Amadureci no sentido de aproveitar os pontos positivos dos lugares. Quando estou em Paris, foco no melhor daqui e quando vou para o Brasil, automaticamente mudo o meu chip e curto as coisas boas do país, que são inúmeras. Somos um lugar ímpar. Temos um potencial enorme para o acolhimento e o cuidado, e isso nos torna realmente únicos.
Adoro as marcas do tempo, porque elas têm tudo o que vivi
Neste ano, você completa 50 anos. O que você tem refletido sobre a data?
É uma data bonita, porque você pensa “Nossa, já tenho meio século de vida”. É um exercício legal olhar para trás e me dar conta que tenho uma história grande, porque você consegue olhar para todas as décadas. Agora com 50, tenho bastante coisa para olhar, estou achando o máximo fazer esse filme.
Você acha que alguma década brilha mais?
Cada uma tem o seu brilho. Tantas coisas que vivi na fase dos 20 e 30 anos: que foi a escolha profissional, um ofício, depois tive filhos, que é um momento que você lembra de tudo. Na passagem dos 40 para os 50, aconteceu tanta coisa, estou em Paris agora, então você fica com boa bagagem.
O que dá vontade de fazer dentro deste contexto? Desperta a vontade de experimentar novas coisas?
Quando se tem filhos, como é o meu caso, tudo é em função do núcleo da família: viagens, férias, etc. Agora os meninos não querem tanto a nossa companhia (risos). Então você se vê diante de possibilidades, de retomar coisas que adorava fazer, encarar novos desafios. Talvez seja o momento de me conectar de novo comigo mesma.
Você foi eleita a mulher mais bonita do século 20 em um concurso no Fantástico na virada do milênio. Como foi isso?
Nunca poderia imaginar, pois na época estava recém surgindo, como isso poderia acontecer? Como eu ganhei? Fui eleita para representar o século 20, sendo que não sabia o que ia fazer no século 21. Fizeram esse painel com todas as mulheres e eu lá no meio. De repente, vem aquele resultado no Fantástico, e fiquei com esse rótulo.

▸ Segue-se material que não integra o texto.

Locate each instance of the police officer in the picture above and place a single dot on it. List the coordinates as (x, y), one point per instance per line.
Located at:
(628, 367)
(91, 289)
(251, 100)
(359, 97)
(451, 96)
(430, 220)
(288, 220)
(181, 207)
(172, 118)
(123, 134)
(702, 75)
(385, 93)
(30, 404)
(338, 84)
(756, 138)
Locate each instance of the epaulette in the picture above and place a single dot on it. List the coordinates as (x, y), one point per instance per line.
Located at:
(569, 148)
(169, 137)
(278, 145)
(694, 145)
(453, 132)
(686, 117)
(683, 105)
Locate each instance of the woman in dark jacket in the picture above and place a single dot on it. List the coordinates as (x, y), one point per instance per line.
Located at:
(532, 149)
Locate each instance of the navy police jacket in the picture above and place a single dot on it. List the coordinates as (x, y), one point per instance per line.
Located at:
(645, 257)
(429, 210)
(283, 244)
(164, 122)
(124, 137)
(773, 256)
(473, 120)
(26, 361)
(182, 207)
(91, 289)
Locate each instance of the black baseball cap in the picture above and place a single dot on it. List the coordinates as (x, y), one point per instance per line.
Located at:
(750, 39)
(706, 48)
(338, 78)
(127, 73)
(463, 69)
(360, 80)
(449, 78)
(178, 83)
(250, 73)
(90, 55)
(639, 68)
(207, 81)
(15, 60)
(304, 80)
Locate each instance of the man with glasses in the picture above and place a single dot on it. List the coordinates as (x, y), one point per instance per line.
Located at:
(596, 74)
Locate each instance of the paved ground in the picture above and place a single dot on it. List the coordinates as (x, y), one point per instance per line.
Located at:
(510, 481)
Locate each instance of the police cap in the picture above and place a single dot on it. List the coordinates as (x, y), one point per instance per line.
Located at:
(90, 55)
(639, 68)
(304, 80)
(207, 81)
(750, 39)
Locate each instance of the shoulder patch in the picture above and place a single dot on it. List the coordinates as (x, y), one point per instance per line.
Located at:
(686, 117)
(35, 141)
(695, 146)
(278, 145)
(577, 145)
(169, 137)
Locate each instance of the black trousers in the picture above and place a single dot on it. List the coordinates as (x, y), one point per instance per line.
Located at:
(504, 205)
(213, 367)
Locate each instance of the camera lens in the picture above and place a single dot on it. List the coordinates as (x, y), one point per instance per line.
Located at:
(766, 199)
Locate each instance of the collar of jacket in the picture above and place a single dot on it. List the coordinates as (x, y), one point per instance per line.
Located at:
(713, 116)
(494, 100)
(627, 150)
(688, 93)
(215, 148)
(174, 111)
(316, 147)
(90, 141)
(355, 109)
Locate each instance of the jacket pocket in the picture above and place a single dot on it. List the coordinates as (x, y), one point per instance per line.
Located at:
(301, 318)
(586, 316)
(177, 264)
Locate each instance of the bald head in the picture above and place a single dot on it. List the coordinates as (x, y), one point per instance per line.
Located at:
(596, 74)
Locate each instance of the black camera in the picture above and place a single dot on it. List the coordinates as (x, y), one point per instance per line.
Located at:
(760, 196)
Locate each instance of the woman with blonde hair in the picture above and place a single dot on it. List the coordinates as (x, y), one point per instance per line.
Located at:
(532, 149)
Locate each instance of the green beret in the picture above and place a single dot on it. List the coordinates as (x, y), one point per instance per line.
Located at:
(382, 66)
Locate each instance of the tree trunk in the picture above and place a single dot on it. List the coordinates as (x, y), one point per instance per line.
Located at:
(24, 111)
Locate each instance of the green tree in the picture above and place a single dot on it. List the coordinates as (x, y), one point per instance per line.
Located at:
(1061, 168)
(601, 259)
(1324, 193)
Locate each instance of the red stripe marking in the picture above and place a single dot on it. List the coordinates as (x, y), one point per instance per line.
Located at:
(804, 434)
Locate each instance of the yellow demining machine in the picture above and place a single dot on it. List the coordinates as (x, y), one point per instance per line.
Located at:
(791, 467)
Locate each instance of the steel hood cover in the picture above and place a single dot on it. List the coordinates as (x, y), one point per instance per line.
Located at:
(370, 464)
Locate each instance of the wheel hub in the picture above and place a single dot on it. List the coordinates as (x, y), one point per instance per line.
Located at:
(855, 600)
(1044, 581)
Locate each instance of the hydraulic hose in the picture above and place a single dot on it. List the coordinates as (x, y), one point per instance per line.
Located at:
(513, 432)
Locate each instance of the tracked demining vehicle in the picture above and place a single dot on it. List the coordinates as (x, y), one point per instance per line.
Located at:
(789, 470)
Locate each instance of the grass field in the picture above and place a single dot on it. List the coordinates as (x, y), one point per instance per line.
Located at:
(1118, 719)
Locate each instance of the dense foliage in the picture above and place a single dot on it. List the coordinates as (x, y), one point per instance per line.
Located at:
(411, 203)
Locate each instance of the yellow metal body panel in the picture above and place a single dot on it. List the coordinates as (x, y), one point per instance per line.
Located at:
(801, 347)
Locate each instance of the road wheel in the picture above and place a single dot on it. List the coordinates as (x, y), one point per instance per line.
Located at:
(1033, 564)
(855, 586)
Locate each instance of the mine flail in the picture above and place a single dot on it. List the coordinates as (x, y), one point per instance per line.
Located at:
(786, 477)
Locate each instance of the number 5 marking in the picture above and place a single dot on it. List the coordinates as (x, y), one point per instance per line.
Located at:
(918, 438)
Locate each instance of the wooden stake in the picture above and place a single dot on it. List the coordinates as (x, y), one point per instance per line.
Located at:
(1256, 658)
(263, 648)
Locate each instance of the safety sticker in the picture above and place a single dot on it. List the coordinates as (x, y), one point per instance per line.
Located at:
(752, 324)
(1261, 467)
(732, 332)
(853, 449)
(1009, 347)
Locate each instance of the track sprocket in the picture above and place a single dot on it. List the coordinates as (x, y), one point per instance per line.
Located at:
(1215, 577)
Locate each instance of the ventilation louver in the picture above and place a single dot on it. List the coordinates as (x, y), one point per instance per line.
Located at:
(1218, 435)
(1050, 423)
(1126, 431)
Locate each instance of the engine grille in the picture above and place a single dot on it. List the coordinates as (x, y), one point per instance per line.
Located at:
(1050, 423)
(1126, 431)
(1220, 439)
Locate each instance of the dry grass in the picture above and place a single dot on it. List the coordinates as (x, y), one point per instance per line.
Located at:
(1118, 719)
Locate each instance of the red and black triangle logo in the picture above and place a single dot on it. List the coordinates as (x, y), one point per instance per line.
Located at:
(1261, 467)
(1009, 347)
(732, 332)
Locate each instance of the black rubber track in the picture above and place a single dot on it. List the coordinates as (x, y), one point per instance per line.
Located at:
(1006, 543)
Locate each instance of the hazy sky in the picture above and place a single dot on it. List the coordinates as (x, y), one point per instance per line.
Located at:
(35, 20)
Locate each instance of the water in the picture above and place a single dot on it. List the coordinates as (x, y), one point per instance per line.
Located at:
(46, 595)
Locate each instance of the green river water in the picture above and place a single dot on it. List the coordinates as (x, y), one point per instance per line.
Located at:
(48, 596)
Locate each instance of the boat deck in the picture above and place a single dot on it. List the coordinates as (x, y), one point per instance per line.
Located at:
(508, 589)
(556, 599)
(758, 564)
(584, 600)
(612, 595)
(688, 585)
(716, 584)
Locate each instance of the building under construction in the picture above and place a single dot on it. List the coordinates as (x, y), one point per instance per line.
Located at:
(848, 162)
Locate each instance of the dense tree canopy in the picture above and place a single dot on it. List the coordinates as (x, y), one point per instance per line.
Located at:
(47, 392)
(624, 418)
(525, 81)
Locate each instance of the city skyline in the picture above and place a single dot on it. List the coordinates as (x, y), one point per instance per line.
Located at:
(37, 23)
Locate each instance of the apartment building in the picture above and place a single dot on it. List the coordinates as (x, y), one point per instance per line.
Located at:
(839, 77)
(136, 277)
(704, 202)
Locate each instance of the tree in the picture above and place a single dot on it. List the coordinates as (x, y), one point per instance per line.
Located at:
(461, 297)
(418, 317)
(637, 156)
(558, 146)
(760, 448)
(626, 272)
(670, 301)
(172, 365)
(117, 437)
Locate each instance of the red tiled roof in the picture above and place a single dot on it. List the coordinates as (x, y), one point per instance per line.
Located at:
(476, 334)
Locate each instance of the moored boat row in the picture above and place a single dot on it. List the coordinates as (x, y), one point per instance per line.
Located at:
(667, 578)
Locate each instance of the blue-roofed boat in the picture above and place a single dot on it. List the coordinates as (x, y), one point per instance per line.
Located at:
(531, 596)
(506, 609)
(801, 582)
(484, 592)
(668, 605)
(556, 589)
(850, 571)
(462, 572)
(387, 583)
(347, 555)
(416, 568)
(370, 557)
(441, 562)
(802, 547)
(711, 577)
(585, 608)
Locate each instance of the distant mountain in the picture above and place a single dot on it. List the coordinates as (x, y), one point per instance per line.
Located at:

Esse rótulo chegou a atrapalhar?
A beleza nunca atrapalha. Abre muitas portas, mas depois não segura em lugar nenhum. Depois cada um que se sustente em seu devido lugar. Não é a beleza que vai te sustentar.
Como lida com a passagem do tempo?
Adoro as marcas do tempo, porque elas têm tudo o que vivi. Tenho meio século de vida, não poderia ter essa idade sem marca nenhuma, com carinha de 20 anos. Pretendo seguir a vida com todos os sinais. O legal é você viver bem cada período.
O que é viver bem para você?
É estar em acordo comigo mesma em todos os sentidos, na ética, na estética. Quando você consegue ter uma vida autêntica, pode deitar à noite e refletir “Vivi de acordo com aquilo que acredito, que prezo”. Porque você consegue jogar limpo com a vida, ser franca consigo mesma. Você precisa estar consciente daquilo que é importante e ser fiel a isso. É isso que faço.
Para o que você está olhando no horizonte profissional?
Sou muito ligada com as propostas, as personagens, quem é que está realizando e quem são os profissionais envolvidos. Isso é um critério para fazer as minhas escolhas. Independentemente se é teatro, cinema e TV. Tenho um filme que vou fazer, mas não posso falar nada ainda. Também vou fazer uma segunda temporada este ano do monólogo Clarice, Ballade au-dessus de l’Abîme, ao lado da pianista Sônia Rubinsky, em Paris.